The Expression of Emotions in 20th Century Books, is the promising title of the study by four academics at Bristol, Stockholm, Sheffield and Durham universities. The quartet reached their conclusion by taking a number of “mood-words”, expressive of strong feelings, in six categories – Anger, Disgust, Fear, Joy, Sadness and Surprise – and seeing how often they appeared in “roughly 4 per cent of all books published” between 1900 and 2008.

This is a head-spinningly vast area of enquiry, a Pacific Ocean of books and words, from which the authors dredged up some intriguing generalisations.

The high or low incidence of certain “mood words” (like Joy or Sadness) during the 20th century meant the authors could distinguish “happy” or “sad” periods and plot a graph of historic trends: they can tell us the century started miserably (death of Queen Victoria,) rose to a high point in the 1920s (jazz and flappers) and plummeted to a nadir in the early 1940s (war, Blitz, rationing) before climbing back to a period of stability in the 1960s. But we knew that. More interesting is the finding that, since the 1960s, American books have increased their “mood content” by comparison with the Brits. You can guess why, can’t you? Words expressive of personal ego (“independent,” “individual,” “self”, “solitary,” “personal”) increased while words that evoke community (“team”, “village,” “group,” “union”) declined. Egocentric phrases like “I get what I want,” or “It’s all about me” galloped off in US writing, while old-fashioned communal sentiments (“united we stand”) languished unwanted. The egomania of 1970s America right to the end of the century and now shows up in this research, a trend discernible from space.

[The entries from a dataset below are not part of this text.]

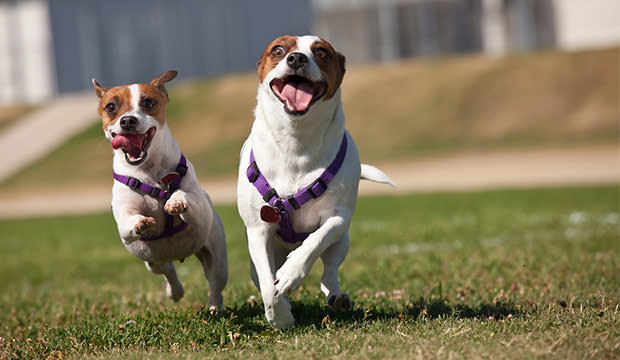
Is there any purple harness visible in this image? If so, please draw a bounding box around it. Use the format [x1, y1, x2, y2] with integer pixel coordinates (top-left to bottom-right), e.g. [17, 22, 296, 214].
[245, 134, 347, 244]
[112, 154, 188, 241]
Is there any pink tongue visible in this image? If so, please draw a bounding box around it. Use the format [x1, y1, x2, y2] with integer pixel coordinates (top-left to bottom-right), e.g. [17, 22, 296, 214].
[112, 134, 142, 157]
[280, 82, 313, 111]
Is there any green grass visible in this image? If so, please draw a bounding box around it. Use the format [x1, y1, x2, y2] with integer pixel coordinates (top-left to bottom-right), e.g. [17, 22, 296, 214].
[0, 187, 620, 359]
[0, 48, 620, 191]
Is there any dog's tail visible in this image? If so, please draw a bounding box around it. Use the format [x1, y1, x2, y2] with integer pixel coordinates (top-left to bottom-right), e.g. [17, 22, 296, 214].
[360, 164, 396, 187]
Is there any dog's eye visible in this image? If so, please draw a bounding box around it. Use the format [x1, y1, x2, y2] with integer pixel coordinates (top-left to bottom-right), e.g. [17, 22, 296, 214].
[105, 103, 116, 114]
[271, 46, 286, 57]
[312, 46, 329, 60]
[142, 98, 156, 110]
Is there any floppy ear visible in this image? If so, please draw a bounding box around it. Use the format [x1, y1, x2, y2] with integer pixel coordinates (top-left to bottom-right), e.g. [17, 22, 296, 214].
[151, 70, 178, 87]
[336, 52, 347, 75]
[92, 78, 108, 100]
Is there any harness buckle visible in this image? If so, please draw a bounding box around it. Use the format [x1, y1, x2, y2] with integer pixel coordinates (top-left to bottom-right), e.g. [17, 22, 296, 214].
[248, 161, 260, 184]
[286, 196, 300, 210]
[306, 177, 327, 199]
[149, 187, 160, 198]
[263, 188, 278, 203]
[125, 176, 142, 190]
[177, 163, 188, 176]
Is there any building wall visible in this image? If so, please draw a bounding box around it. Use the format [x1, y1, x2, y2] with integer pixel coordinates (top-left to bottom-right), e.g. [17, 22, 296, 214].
[44, 0, 310, 92]
[554, 0, 620, 50]
[0, 0, 56, 104]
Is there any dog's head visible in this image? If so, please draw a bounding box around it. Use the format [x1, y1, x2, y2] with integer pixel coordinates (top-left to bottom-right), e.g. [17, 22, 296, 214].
[92, 70, 177, 165]
[258, 35, 345, 116]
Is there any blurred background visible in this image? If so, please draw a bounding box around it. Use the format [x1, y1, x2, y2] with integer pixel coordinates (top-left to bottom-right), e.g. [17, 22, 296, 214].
[0, 0, 620, 217]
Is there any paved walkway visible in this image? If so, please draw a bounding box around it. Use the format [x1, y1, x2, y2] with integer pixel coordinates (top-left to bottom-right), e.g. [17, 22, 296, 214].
[0, 145, 620, 218]
[0, 91, 97, 182]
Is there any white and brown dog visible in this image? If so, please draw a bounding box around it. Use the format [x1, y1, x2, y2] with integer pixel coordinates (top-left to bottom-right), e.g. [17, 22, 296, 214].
[237, 36, 393, 328]
[93, 71, 228, 311]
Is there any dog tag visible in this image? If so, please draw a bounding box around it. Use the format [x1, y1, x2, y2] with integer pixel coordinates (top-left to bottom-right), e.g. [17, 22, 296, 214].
[260, 205, 280, 223]
[157, 172, 181, 185]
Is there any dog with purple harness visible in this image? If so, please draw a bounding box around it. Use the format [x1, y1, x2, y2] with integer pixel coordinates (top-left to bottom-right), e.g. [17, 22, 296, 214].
[237, 36, 394, 328]
[93, 71, 228, 311]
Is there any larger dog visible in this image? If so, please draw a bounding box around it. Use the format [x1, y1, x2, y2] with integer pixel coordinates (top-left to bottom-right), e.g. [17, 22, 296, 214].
[93, 70, 228, 311]
[237, 36, 393, 328]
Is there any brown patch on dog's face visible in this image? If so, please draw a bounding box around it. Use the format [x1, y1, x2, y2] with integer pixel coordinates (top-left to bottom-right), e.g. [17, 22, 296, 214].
[138, 84, 168, 126]
[96, 86, 131, 131]
[257, 35, 297, 82]
[310, 39, 345, 100]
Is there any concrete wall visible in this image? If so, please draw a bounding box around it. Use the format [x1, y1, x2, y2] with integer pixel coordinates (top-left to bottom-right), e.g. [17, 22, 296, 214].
[554, 0, 620, 50]
[0, 0, 56, 104]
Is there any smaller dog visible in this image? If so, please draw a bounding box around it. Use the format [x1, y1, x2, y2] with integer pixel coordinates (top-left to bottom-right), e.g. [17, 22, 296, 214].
[92, 70, 228, 311]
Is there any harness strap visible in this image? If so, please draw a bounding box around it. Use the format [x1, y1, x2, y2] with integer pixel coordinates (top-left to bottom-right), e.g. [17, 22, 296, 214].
[112, 154, 189, 241]
[245, 133, 347, 243]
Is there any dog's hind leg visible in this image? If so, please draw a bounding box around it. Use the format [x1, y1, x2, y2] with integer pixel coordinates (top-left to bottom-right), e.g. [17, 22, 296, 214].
[321, 231, 353, 311]
[196, 214, 228, 312]
[145, 261, 185, 301]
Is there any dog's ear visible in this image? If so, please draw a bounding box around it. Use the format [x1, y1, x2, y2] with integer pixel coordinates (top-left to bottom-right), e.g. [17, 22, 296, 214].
[91, 78, 108, 100]
[151, 70, 178, 88]
[336, 52, 347, 76]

Should we worry about expressing less emotion in novels than our American friends, as a subset of the research implies? Shall we try harder? Must we strive to emulate the palpitations of Stephenie (Twilight) Meyer, the frantic onomatopoeic mugging of Tom (“Me Decade”) Wolfe, the grand guignol extremism of Stephen (The Shining) King and the bogus, oo-er mysticism of Dan (Da Vinci) Brown?

Did you see this research, Ms Mantel and Mr McEwan? Just knock it off with the perfectly judged prose and the elegant cadencing, will you, and give us some flipping emotion, okay?